The good news is that we are all going to learn new skills: gardening, weaving, carpentry. The bad news is that we won’t have any choice. So explained James Howard Kunstler at a recent cold shower of a lecture at NYCAMS attended by students, architects, artists, urbanists and those merely curious about their mid- to long-term futures. Kunstler peers three decades hence and sees the withering of everything we thought of as fundamental rights. Suburbia and the interstate highway system? A bizarre 200-year anomaly in a 30,000-year history of human settlement patterns. Air travel? A daydream of the Golden Age. The art world? Huh? The reason is simple and inescapable: cheap energy – namely petroleum – is over.
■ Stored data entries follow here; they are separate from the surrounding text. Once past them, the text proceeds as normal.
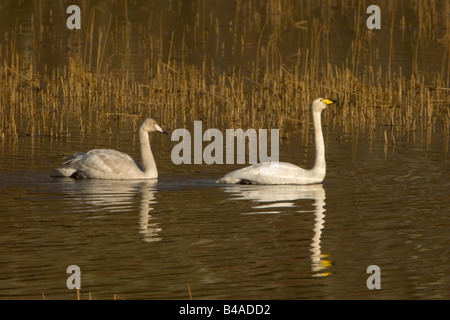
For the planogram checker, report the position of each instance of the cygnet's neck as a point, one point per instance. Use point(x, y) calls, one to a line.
point(148, 162)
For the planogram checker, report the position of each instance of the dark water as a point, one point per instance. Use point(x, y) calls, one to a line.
point(151, 240)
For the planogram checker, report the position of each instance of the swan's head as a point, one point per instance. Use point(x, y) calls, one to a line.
point(150, 125)
point(320, 104)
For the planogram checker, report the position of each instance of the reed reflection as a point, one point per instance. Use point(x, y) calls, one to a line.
point(272, 200)
point(117, 195)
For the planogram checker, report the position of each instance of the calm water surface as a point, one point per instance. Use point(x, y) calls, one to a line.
point(151, 240)
point(384, 205)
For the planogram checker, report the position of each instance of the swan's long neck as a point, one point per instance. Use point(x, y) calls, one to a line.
point(319, 167)
point(148, 162)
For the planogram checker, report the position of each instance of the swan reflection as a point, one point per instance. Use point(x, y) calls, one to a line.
point(271, 200)
point(119, 195)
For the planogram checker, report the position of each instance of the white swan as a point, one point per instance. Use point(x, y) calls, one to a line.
point(287, 173)
point(113, 164)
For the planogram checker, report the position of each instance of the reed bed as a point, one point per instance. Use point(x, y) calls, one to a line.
point(98, 80)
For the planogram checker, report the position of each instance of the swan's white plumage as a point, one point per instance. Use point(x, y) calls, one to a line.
point(113, 164)
point(283, 172)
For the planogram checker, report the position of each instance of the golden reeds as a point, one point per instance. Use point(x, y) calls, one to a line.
point(273, 91)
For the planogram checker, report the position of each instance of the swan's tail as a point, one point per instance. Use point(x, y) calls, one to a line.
point(70, 166)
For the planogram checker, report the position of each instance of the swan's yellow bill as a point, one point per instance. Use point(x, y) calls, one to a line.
point(328, 101)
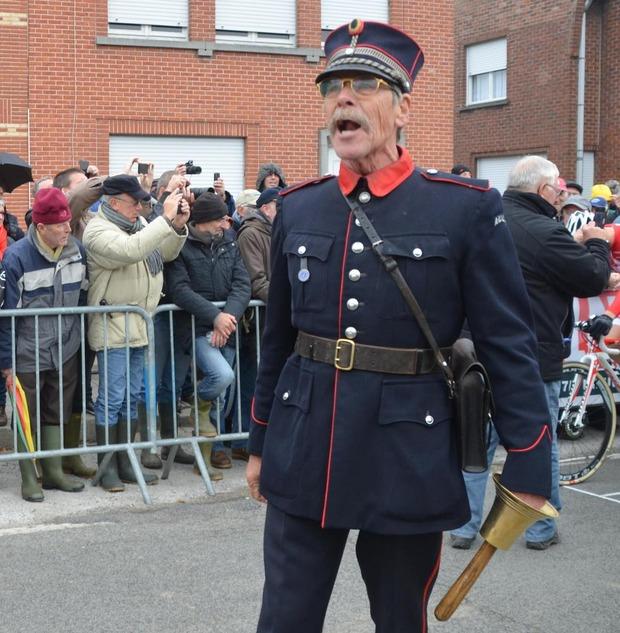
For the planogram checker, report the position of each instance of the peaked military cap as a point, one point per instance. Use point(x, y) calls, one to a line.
point(375, 48)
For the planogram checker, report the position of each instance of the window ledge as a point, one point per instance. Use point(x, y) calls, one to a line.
point(206, 49)
point(485, 104)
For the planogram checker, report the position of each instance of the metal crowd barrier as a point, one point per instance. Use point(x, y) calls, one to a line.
point(152, 442)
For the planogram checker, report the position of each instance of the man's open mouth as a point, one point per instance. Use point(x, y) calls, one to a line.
point(346, 125)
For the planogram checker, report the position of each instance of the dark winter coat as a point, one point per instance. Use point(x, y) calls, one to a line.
point(202, 274)
point(555, 268)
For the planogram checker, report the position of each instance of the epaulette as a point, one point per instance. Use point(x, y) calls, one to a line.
point(439, 176)
point(305, 183)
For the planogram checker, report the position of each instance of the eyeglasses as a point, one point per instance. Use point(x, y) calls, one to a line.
point(131, 203)
point(361, 86)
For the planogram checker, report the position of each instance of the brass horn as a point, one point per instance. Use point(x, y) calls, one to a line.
point(508, 518)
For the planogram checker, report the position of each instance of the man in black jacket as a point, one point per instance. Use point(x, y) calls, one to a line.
point(209, 269)
point(556, 268)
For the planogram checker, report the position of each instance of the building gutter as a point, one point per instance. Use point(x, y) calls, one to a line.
point(581, 90)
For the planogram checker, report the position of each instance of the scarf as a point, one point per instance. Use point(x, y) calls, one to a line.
point(154, 260)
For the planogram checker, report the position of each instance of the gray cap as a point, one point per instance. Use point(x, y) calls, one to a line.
point(579, 202)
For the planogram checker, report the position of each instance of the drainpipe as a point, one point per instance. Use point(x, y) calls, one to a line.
point(581, 90)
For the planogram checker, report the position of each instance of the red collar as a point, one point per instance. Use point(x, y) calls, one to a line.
point(380, 182)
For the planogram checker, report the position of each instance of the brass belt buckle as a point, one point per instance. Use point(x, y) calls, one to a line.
point(340, 344)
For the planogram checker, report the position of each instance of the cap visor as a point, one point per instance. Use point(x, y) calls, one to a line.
point(358, 69)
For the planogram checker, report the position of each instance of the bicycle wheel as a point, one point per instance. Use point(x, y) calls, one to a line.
point(586, 426)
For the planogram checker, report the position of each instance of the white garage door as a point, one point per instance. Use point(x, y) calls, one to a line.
point(496, 169)
point(223, 155)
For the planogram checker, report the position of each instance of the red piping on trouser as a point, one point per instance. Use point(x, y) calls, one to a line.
point(427, 587)
point(535, 444)
point(254, 418)
point(336, 374)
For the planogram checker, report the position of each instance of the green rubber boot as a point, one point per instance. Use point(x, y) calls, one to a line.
point(31, 490)
point(147, 459)
point(167, 431)
point(109, 479)
point(206, 448)
point(125, 471)
point(53, 477)
point(73, 464)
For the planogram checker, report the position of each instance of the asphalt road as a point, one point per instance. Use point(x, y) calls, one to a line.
point(196, 566)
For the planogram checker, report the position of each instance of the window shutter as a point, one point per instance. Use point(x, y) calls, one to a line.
point(337, 12)
point(269, 16)
point(486, 57)
point(151, 12)
point(225, 155)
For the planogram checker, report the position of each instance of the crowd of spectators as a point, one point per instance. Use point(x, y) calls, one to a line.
point(131, 239)
point(144, 241)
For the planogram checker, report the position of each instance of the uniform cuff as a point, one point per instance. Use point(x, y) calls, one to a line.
point(529, 470)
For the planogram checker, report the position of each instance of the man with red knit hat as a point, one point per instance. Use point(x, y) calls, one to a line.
point(352, 421)
point(47, 269)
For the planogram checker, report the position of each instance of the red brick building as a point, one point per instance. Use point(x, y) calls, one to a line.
point(228, 82)
point(518, 67)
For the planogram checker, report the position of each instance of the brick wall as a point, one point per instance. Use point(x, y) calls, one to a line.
point(541, 113)
point(79, 93)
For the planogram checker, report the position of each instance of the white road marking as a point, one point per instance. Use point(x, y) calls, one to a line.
point(53, 527)
point(592, 494)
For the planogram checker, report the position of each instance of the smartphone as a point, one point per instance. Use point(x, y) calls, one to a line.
point(599, 218)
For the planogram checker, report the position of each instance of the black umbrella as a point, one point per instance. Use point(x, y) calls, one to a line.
point(13, 171)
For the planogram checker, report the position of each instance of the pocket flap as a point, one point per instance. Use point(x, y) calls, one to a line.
point(308, 245)
point(416, 246)
point(416, 400)
point(294, 387)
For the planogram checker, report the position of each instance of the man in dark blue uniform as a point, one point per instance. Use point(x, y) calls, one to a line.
point(352, 418)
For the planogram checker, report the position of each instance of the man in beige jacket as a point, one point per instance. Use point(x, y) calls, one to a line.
point(125, 263)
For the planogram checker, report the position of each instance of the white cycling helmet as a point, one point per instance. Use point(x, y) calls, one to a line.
point(578, 219)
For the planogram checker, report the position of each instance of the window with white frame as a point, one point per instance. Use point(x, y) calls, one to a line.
point(271, 22)
point(153, 19)
point(213, 154)
point(486, 72)
point(337, 12)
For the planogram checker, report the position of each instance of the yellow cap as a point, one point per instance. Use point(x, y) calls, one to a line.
point(601, 191)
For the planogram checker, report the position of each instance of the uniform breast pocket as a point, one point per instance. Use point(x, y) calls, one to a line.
point(307, 255)
point(423, 261)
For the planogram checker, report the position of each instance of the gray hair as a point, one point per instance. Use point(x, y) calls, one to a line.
point(532, 171)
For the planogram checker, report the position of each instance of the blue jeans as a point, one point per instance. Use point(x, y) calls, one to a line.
point(115, 368)
point(476, 483)
point(216, 364)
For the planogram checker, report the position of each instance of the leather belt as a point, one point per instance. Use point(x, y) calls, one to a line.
point(345, 354)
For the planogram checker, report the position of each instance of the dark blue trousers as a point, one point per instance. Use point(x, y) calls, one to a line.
point(302, 560)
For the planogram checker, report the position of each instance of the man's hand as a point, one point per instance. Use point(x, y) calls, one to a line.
point(591, 231)
point(171, 205)
point(129, 166)
point(176, 182)
point(252, 476)
point(225, 324)
point(218, 185)
point(182, 215)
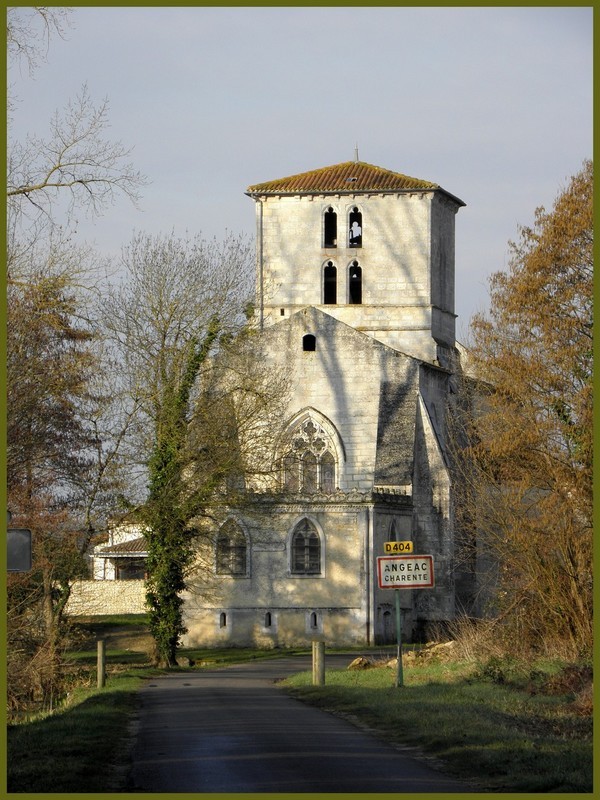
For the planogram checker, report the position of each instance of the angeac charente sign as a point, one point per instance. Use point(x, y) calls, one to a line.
point(405, 572)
The world reached peak oil production around 2003 and what is left in the ground will be gone in 30 to 40 years (Kunstler is careful to cull his data from a wide range of independent and industry sources). At a crucial tipping point the energy input of extracting the stuff will be greater than the energy output, and that will be the end of that. No currently conceivable configuration of viable ‘alternative’ energies will ever support the incalculable energy demands of a globalized economy, and the massive infrastructures that permit what Kunstler calls ‘the 12,000-mile caesar salad’ will prove not merely unsustainable but nearly unimaginable in their one-time folly. Globalism will evaporate; nations will contract and fragment; industrial food production, networked technologies of commerce and communication – all will implode. When Kunstler spoke to a group of 20-something geniuses at Google HQ in California recently, they all protested that technology will come to the rescue. But technology is only as good as the energy supplied to run it and when you have no economically feasible way to power factories to produce solar cells or wind turbines then you are in a bit of a pickle.

But Kunstler, who outlines his thesis in his book The Long Emergency (2005) is anything but a gloomy Jeremiah shrieking in the fossil fuel begrimed wilderness. While he admits that civilization – especially the American variety – is in deep trouble, he remains strangely chipper. If humans survive the epic strife he predicts, it will only be by embracing a Jeffersonian model of ‘localism’ in which the majority of the population lives in a re-agrarianized hinterland between reefs of abandoned urban sprawl or in small communities based upon pre-industrial models of production, consumption and reduced expectations. While Kunstler showed plans for hypothetical human-scaled, energy-efficient towns of the future I wondered not about the challenges awaiting the next generation of architects and planners, but also about whether any of them would bother calling themselves ‘architects’. Can you build an enlightened new society in the midst of a civil war between a new class of rural ‘haves’ in Vermont, say, and the disenfranchised ‘have-nots’ of rustbelt paved-over New Jersey? Not long before he went quail hunting, Dick Cheney recently stated that ‘the American way of life is non-negotiable’. As Kunstler points out, future circumstances will negotiate our way of life for us. Trying not to get morose, he has taken as his ironically fatalist motto the phrase, ‘it’s all good’. Right or wrong, he’s taking the really long view. In the meantime, you might want to reconsider all those periodic iPod upgrades and invest in a hand-cranked Victrola.